The Carpenters Workshop Gallery in London focuses on showcasing limited and unique furniture, emphasizing the handcraft aspect of the work of art. The furniture by Ingrid Donat and Vincent Dubourg meets both these gallery’s requirements by all means. In these works, both by French artists, we can spot the aesthetics of continuing the tradition of decorative artworks by Elizabeth Garouste or Mattia Bonetti. The older Ingrid Donat is exhibiting a number of commodes and tables made from dark bronze and scarified by something that reminds us of decorative tattooing. She is inspired by body decoration, ritual tattooing, among other things. Her furniture is covered in decorated leather that evokes exotic images of native tribes from North and South America.

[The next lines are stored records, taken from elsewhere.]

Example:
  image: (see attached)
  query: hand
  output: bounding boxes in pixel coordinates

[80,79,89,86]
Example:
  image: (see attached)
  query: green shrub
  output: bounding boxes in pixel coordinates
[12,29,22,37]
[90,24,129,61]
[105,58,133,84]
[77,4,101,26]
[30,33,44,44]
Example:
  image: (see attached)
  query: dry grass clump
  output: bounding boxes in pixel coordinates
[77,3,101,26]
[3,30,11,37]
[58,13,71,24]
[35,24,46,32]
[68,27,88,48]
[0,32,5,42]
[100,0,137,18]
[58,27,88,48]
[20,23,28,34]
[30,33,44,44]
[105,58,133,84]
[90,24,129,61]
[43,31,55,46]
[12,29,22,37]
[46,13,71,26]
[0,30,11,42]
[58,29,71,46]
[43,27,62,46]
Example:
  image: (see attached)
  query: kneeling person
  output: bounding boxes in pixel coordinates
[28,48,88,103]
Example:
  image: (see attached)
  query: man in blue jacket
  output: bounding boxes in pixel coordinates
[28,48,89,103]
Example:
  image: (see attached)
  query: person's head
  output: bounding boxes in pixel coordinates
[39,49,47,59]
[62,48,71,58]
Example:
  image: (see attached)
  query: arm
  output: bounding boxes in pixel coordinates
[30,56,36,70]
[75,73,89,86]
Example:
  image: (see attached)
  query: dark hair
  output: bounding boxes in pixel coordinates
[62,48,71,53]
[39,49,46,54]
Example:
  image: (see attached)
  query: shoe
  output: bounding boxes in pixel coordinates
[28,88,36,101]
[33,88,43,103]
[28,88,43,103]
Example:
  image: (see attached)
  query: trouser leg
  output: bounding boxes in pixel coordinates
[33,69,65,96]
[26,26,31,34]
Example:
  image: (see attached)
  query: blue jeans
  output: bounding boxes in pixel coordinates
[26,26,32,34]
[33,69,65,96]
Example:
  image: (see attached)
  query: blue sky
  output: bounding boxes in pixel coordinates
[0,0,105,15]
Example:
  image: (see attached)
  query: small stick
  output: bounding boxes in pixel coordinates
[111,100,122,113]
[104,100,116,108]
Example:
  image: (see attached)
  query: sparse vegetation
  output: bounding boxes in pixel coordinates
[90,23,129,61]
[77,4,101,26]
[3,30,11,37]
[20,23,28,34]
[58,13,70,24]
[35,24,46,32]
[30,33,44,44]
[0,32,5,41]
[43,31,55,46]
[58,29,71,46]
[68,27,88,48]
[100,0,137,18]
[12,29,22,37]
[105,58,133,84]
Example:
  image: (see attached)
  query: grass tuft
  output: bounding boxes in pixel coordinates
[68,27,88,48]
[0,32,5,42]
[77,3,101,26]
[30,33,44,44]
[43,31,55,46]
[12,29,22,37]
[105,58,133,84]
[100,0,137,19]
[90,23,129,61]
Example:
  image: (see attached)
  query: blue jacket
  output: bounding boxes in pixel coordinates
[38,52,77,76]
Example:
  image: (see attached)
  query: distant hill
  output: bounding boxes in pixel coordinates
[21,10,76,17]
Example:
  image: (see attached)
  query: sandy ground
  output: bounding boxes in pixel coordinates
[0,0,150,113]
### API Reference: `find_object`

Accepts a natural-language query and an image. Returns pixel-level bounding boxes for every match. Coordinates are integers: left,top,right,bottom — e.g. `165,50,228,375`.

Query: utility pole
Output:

On the other hand, Vincent Dubourg finds his inspiration in nature, mostly through vegetal shapes. Some of his artworks show us that furniture can easily be taken for a free-standing sculpture. In his designs, we suddenly find a hidden drawer in the midst of a bunch of bronze branches and sprouts; it feels like finding something inappropriate in a thick thornbush. It might be something precious that a magpie might have hidden there. In another example, the decaying classicist console of Napoleon á Trotinette is slowly becoming overgrown by new bronze vegetation.
At the exhibition “Conversations in Bronze,” wild nature that is slowly swallowing human habitats is interconnected with the magic rituals of native Africa. However, only a real design devotee would discover another unique connection. The superb chair of Beaubourgh, designed in 1976 by Michel Cadestin and Georges Laurent for the Centre Georges Pompidou in Paris, which was opened at that time, was exhibited as a “mere” curator’s chair. Currently, the chair is highly sought after by art collectors. Right next to a cabinet by Vincent Dubourg that looked as if it had been deconstructed, one could find another interesting connection that adverts to the decorative tradition of French design and gives us a chance to think retrospectively about the thirty-year-long development in this field of art. It also allows us to think about a conversation that does not have to be only in bronze.